The CRB commodities index also resumed the whole fall from 370.70 and reached as low as 326.88 last week. Crude oil breached 90 level and remained weak. Meanwhile, gold is back pressing 1500 level and should have reversed the near term trend. Broad based weakness in commodities should send the CRB index through 323.54 retracement level, possibly to 100% projection of 370.7 to 332.92 from 352.05 at 314. And the development should also provide support to dollar.
However, the tricky part of intermarket outlook is that dollar index is not having decisive strength yet as it's still kept below 76.36 resistance and doesn't sustain above medium term falling trend line from 88.70 yet. We'll continue to stay neutral. Note that break of 76.36 resistance should confirm medium term reversal on bullish convergence condition in daily MACD. And, in such case, we should see further rally in the dollar index through 77.17 projection target and possibly to 38.2% retracement of 88.70 to 72.69 at 78.80 at least.
So far, EUR/USD has been holding firmly above 1.4 level in spite of all the volatile price actions. And that's the major factor that's restricting dollar index's rise. On the other hand, if the above risk-off movements realize, swiss franc will likely continue to be the main beneficiary. GBP/CHF made another record low at 1.3271 last week and the downtrend is accelerating as seen in the falling, negative, weekly MACD. Near term outlook remains bearish as long as 1.3614 resistance holds and the down trend should extend to next medium term target of 61.8% projection of 2.4965 to 1.5112 from 1.8113 at 1.2024.
The Week Ahead
Greece's parliamentary vote on the austerity measures will definitely be a major focus of the week. In addition, as markets are clearly in a risk-off mode currently, much volatility would be triggered by the growth data this week, in particular the PMI data from China, Swiss, UK and the US ISM manufacturing. Another key event would be UK inflation report hearings where analysts would scrutinize the words from BoE policy makes to affirm the view that the bank would stand pat for the rest of this year.
- Monday: New Zealand trade balance; US personal spending and income
- Tuesday: Japan retail sales; Swiss UBS consumption indicator; German Gfk consumer sentiment, Prelim CPI; UK current account; GDP final, inflation report hearings; US S&P Case-Shiller house price; consumer confidence
- Wednesday: Japan industrial production; Swiss KOF leading indicator; Canadian CPI; US pending home sales;
- Thursday:UK nationwide house price; German unemployment, Eurozone M3, CPI flash; Canada GDP; US jobless claims, Chicago PMI
- Friday: Japan CPI, quarterly tank an; China PMI; Swiss SVME PMI; UK PMI manufacturing; Eurozone unemployment; US ISM manufacturing
EUR/CHF Weekly Outlook
EUR/CHF dropped to new record low at 1.1802 last week and met mentioned target of 100% projection of 1.3833 to 1.2399 from 1.3243 at 1.1809. Initial bias remains on the downside this week and sustained trading below 1.18 should pave the way to long term projection target at 1.1516. On the upside, above 1.1968 minor resistance will turn bias neutral and bring consolidations. But sustained trading above near term falling channel (now at 1.2103) is needed to be the first signal of short term bottoming or we'll stay bearish.
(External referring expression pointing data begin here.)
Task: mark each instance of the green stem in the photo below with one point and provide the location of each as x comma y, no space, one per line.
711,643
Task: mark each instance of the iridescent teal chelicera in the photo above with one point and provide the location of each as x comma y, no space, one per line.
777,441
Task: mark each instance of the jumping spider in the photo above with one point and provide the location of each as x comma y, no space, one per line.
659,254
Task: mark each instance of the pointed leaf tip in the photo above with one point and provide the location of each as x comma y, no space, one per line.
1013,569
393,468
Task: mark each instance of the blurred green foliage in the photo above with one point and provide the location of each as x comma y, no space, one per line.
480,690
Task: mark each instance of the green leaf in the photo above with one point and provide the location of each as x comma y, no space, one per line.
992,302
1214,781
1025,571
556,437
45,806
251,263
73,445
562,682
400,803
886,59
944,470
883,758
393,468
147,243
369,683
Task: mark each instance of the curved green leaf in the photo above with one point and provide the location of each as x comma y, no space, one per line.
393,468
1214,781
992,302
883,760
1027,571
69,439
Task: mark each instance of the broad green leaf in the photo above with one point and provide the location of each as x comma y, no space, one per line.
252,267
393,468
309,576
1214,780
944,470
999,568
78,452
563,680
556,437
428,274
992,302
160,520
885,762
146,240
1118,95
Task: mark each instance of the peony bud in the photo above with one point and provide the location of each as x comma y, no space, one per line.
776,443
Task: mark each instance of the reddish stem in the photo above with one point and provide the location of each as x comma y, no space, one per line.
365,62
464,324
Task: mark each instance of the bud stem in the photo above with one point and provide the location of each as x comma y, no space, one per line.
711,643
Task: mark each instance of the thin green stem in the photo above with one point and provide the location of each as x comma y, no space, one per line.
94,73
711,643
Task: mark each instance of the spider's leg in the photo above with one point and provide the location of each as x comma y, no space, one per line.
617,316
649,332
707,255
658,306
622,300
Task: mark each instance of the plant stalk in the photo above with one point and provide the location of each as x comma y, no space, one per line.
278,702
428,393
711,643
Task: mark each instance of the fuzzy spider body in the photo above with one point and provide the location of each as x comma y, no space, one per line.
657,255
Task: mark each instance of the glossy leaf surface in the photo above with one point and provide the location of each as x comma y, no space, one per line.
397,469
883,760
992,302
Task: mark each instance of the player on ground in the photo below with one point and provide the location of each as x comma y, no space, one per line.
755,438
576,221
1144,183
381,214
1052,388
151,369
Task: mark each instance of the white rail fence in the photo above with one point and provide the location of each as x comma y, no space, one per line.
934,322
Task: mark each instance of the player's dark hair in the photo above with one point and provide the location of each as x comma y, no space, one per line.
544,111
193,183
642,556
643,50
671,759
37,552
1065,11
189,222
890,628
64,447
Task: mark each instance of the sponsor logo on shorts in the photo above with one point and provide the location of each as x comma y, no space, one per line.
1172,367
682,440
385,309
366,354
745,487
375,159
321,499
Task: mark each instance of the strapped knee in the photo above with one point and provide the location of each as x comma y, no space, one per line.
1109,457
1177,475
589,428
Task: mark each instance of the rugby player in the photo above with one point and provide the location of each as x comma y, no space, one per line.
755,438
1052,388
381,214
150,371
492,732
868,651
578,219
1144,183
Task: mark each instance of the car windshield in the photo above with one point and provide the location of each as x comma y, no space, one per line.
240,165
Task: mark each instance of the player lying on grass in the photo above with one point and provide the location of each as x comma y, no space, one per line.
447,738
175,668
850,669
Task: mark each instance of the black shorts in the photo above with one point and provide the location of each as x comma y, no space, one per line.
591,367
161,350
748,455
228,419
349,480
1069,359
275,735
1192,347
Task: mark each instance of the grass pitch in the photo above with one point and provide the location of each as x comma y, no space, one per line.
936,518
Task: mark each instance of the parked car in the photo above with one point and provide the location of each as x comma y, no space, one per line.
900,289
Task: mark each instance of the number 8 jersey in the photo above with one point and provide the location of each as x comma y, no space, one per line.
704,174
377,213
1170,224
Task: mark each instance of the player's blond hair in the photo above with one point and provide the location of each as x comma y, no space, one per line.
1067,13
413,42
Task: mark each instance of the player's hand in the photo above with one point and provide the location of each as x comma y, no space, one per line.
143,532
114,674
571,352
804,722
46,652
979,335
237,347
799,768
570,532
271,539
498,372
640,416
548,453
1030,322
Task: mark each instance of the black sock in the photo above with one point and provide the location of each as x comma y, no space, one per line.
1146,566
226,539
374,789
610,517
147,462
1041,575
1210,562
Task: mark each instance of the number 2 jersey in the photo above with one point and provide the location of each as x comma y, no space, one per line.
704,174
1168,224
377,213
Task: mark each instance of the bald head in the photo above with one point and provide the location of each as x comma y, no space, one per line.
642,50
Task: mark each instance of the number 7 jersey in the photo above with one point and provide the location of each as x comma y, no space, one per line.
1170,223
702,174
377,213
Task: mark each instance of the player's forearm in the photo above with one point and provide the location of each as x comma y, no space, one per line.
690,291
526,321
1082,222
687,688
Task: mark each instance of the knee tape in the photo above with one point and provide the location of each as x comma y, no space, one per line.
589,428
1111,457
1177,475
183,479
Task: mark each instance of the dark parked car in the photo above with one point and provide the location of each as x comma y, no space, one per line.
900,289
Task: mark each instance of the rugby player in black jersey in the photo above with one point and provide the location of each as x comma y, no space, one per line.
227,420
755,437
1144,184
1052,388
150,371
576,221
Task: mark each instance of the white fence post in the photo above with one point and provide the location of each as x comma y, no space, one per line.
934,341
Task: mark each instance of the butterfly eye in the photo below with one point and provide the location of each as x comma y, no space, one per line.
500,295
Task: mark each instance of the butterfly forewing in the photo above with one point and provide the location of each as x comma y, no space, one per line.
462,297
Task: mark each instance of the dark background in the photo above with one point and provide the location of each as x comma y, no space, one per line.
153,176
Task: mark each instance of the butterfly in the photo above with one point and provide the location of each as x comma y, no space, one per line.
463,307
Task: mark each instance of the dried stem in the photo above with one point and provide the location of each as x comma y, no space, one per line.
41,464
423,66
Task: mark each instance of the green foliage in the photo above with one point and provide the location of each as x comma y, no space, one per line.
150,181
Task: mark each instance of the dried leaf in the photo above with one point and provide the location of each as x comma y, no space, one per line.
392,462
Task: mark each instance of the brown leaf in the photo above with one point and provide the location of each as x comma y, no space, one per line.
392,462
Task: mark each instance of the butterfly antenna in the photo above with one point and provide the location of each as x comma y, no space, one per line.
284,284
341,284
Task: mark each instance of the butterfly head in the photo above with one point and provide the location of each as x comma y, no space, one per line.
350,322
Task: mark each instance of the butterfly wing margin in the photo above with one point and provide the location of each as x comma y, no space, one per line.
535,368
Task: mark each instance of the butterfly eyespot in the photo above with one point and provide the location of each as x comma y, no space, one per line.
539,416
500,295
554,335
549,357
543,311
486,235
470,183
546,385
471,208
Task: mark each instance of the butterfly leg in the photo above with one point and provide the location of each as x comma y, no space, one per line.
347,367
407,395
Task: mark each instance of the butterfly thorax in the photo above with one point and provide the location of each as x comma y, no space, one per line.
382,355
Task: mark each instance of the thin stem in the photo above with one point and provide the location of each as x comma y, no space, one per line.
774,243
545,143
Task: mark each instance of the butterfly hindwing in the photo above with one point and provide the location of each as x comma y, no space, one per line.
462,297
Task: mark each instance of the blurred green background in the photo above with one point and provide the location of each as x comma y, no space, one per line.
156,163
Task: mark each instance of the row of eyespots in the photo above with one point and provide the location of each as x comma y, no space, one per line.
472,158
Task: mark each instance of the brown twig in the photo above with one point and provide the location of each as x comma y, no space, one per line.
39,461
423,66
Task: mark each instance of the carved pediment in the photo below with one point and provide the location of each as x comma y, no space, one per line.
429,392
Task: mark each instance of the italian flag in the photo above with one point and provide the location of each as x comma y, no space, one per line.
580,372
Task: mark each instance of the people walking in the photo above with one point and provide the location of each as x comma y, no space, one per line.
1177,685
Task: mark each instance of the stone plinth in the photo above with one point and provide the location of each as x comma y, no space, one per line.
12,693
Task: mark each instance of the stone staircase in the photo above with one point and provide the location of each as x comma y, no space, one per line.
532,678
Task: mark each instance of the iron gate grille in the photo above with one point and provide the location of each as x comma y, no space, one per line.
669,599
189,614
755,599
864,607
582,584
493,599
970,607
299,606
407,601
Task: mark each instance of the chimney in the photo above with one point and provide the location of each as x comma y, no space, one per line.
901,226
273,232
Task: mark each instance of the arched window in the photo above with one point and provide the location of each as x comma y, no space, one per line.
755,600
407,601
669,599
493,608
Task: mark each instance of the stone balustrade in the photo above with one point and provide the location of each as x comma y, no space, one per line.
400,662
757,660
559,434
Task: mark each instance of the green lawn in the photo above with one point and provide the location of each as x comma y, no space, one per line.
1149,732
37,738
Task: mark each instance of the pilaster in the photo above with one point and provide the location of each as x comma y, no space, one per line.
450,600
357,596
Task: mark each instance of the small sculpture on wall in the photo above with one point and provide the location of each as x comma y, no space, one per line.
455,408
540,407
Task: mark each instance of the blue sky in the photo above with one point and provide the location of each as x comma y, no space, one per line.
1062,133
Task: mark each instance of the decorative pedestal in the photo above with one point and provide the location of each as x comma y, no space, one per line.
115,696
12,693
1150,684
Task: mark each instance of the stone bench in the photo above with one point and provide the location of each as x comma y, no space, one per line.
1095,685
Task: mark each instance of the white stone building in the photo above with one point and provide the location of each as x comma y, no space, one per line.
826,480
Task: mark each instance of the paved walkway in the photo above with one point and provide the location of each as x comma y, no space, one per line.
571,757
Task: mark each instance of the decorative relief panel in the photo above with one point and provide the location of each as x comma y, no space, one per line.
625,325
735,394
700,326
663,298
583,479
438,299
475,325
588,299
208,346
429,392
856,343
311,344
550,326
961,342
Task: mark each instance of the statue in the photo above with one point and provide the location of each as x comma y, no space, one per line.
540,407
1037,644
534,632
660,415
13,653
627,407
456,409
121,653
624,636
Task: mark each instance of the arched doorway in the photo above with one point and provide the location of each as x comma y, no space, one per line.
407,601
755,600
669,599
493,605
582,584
In the bigger picture, whole down trend from 1.6827 (2007 high) is still in progress and in any case, medium term outlook will remain bearish as long as 1.3243 resistance holds. The current down trend should now target 138.2% projection of 1.8234 to 1.4391 from 1.6827 at 1.1516.
In the long term picture, fall from 1.6827 should be resuming whole down trend from 1993 high of 1.8234. The is some side of re-acceleration as seen in weekly MACD and break of 138.2% projection of 1.8234 to 1.4391 from 1.6827 at 1.1516 will target 161.8% projection at 1.0609.